I first explore charge transport by investigating a back-contact architecture for measurement. In collaboration with the Snaith group at Oxford, we develop a new architecture to isolate charge carriers. We prepare thin films of perovskite semiconductors over laterally-separated electron- and hole-selective materials of SnO$_{x}$ and NiO$_{x}$, respectively. Upon illumination, electrons (holes) generated over SnO$_{x}$ (NiO$_{x}$) rapidly transfer to the buried collection electrode, leaving holes (electrons) to diffuse laterally as majority carriers in the perovskite layer. We characterise charge transport parameters of electrons and holes, separately, and demonstrate that grain boundaries do not prevent charge transport. Our results show that the low mobilities found in applied-field techniques do not reflect charge diffusivity in perovskite solar cells at operating conditions. We then use the back-contact architecture to investigate recombination under large excess of one charge carrier type. Recombination velocities under these conditions are found to be below 2 cm s$^{-1}$, approaching values of high quality silicon and an order of magnitude lower than under common bipolar conditions. Similarly, diffusion lengths of electrons and holes exceed 12 $\mu$m, an order of magnitude higher than reported in perovskite devices to date. We report back-contact solar cells with short-circuit currents as high as 18.4 mA cm$^{-2}$, giving 70% external charge-collection efficiency.

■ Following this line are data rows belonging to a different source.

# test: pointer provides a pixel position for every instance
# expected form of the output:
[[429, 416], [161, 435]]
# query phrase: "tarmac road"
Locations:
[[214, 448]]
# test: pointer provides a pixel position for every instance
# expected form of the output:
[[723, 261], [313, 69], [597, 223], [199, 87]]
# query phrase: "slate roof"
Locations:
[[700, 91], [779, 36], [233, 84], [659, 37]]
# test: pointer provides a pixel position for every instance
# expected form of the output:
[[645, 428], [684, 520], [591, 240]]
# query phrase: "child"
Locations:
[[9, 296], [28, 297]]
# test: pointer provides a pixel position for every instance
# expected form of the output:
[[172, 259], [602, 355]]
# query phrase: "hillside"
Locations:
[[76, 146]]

We then explore the behaviour of charge carriers in continuously illuminated metal-halide perovskite devices. We show that continuous illumination of perovskite devices gives rise to a segregated charge carrier population, and we find that the distance photo-induced charges travel increases significantly under these conditions.
Finally, we examine intermittancy in the photoluminescence intensity of metal-halide perovskite films.
Keywords
Perovskite solar cells, photoluminescence spectroscopy, photocurrent spectroscopy, hybrid perovskites, charge transport, charge recombination
Sponsorship
I principally benefited from joint funding between the Nanotechnology Doctoral Training Centre and the Cambridge Overseas Trusts. In addition, I received some support from Robinson College and my supervisor, Dr Hannah Joyce.
Identifiers
This record's DOI: https://doi.org/10.17863/CAM.33347
Rights
Attribution-NonCommercial-NoDerivatives 4.0 International (CC BY-NC-ND 4.0)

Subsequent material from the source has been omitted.